Mitarbeiter eines Verteidigungsunternehmens bei Drohnenangriff im Irak getötet

Ein kenianischer Mitarbeiter des US-Verteidigungsunternehmens V2X wurde bei einem Drohnenangriff auf einen Luftwaffenstützpunkt in Erbil im Irak getötet und fünf weitere verletzt, da Kollegen Berichten zufolge unter Druck gesetzt wurden, trotz Sicherheitsrisiken zu bleiben.
Mitarbeiter eines Verteidigungsunternehmens bei Drohnenangriff auf Luftwaffenstützpunkt Erbil im Irak getötet, während Kollegen Berichten zufolge unter Druck gesetzt wurden, trotz Sicherheitsbedenken im Land zu bleiben.
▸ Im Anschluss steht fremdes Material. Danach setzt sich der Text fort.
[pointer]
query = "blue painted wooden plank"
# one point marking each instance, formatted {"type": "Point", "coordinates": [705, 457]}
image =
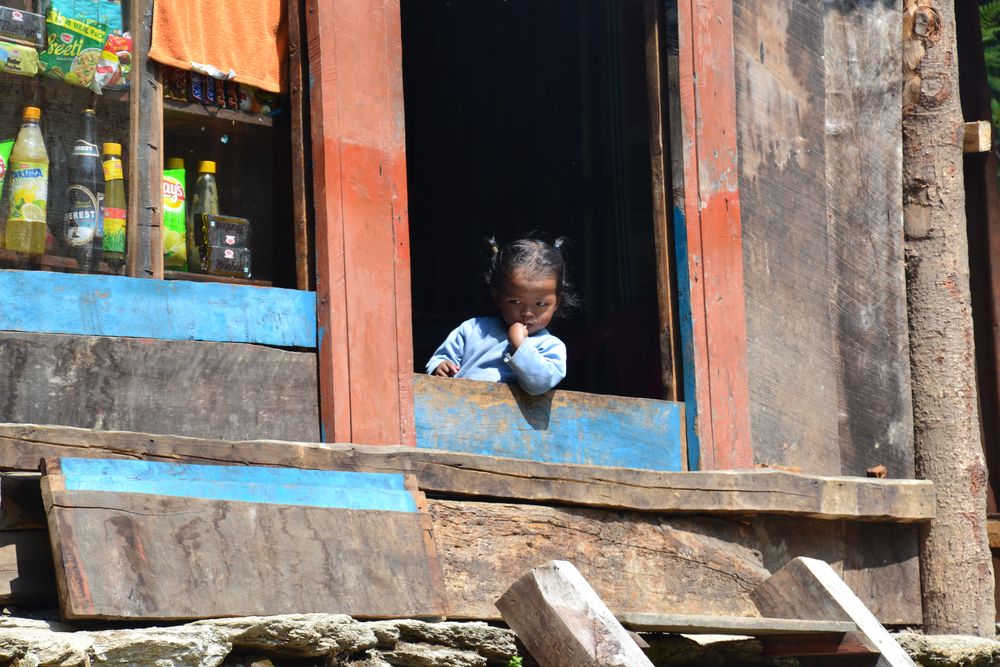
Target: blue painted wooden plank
{"type": "Point", "coordinates": [559, 427]}
{"type": "Point", "coordinates": [45, 302]}
{"type": "Point", "coordinates": [277, 486]}
{"type": "Point", "coordinates": [687, 339]}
Ein Mann des in den USA ansässigen Unternehmens V2X wurde bei einem nächtlichen Angriff auf seine Schlafräume getötet, während weitere fünf Arbeiter verletzt wurden, darunter einer in kritischem Zustand mit schweren Verbrennungen.
Der Angriff am 24. März zielte auf die Basis, wo eine Gruppe von etwa 45 V2X-Mitarbeitern zurückgeblieben ist, obwohl fünf Quellen sagen, dass sie in Gefahr gebracht und aufgefordert werden, trotz der erheblichen Sicherheitsrisiken im Irak zu bleiben. Der getötete Arbeiter stammte aus Kenia, während die Verletzten ebenfalls aus Kenia und Indien stammen.

Der Vorfall verdeutlicht die gefährlichen Bedingungen, denen Mitarbeiter von Rüstungsunternehmen in Konfliktgebieten wie dem Irak häufig ausgesetzt sind, wo sie von ihren Arbeitgebern trotz der Bedrohungen manchmal gezwungen werden, zu bleiben. Quellen zufolge übt V2X Druck auf die Arbeiter aus, auf dem Stützpunkt zu bleiben, auch wenn sich die Sicherheitslage verschlechtert und Drohnen- und Raketenangriffe häufiger werden.
„Wir werden nur als Kanonenfutter benutzt“, sagte einer der Arbeiter gegenüber Reportern und bat aus Angst vor Repressalien um Anonymität. „Sie kümmern sich nicht um unser Leben, sie kümmern sich nur um das Geld und die Verträge.“ Die US-Regierung verlässt sich stark auf private Verteidigungsunternehmen, um in vom Krieg heimgesuchten Regionen Dienstleistungen und Sicherheit bereitzustellen, doch Befürworter kritisieren seit langem die mangelnde Aufsicht und Rechenschaftspflicht für die Behandlung dieser Arbeiter.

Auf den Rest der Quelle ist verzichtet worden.